Compasión bajo sospecha
Uno de los grandes debates de nuestro tiempo gira en torno a la compasión. Lo acabamos de ver en Estados Unidos, en la discusión sobre los jóvenes inmigrantes ilegales conocidos como los “soñadores”. Trump había decidido suspender el programa que protegía de la deportación a estudiantes sin antecedentes penales. Pero esta semana ha llegado a un acuerdo con los demócratas para mantenerlo, lo que ha enfurecido a sus partidarios, que lo acusan de traicionar su compromiso de acabar con la inmigración ilegal.
Las bases sociales de Trump, el trumpismo, muestran en este episodio un rostro despiadado, insensible al argumento que esgrimió el presidente en un tuit: “¿Realmente quiere alguien echar a jóvenes buenos, bien formados y exitosos que tienen empleo, algunos sirviendo en el Ejército?”. Cabe preguntarse, por supuesto, por qué el inquilino de la Casa Blanca descubre ahora lo que ya debía saber, pero lo que de verdad debería preocuparnos es esa aparente incapacidad para la compasión que muestra parte de sus seguidores. Podemos cobijarnos bajo el tópico de que Estados Unidos es una sociedad enferma, pero conviene dejar las simplezas para las redes sociales.
La verdadera razón es que la compasión está hoy bajo sospecha. Cada vez más personas, en más lugares, desconfían de ella, incluso si no se atreven a decirlo públicamente. Y tienen motivos. Por compasión han entrado terroristas en Europa como si fueran refugiados; por compasión se ha justificado la llegada masiva de unos inmigrantes que no siempre son una bendición; en nombre de la empatía se han justificado reformas legales sobre la identidad sexual sobre las que es legítimo discrepar. Envueltos en la bandera de la bondad actúan quienes apedrean autobuses, o impiden hablar públicamente a los que consideran disidentes. Y la benevolencia con que tratamos a las oenegés que administran nuestra solidaridad les confiere una impunidad que les permite imponer con ventaja sus opiniones en el debate público. Quienes discrepan de todo esto ven en la compasión el caballo de Troya que utilizan sus enemigos para imponerse una y otra vez.
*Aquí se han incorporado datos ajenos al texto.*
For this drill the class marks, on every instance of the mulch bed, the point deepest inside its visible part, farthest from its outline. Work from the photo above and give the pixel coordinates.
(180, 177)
Y, sin embargo, ¿cómo renunciar a la compasión, la que posiblemente sea una de las más hermosas aportaciones del cristianismo a la historia de la humanidad? ¿Deben llevarnos los excesos actuales a olvidarnos del prójimo, a dejar de sentirnos concernidos por sus problemas? ¿Hay que refugiarse en la única certeza, muy relativa por otra parte, de los propios? Algunos pensamos que no. Que existe un camino intermedio entre la compasión obligatoria y la impiedad; entre la bondad impostada y el malismo; entre el sentimentalismo y la insensibilidad. Pero para hallarlo es necesario volver a hacer el esfuerzo de entender al otro y sus preocupaciones, y no dar por sentado que está enfermo o extraviado. Un poco más de templanza y razón y menos excesos emocionales le vendrán bien a nuestro debate público.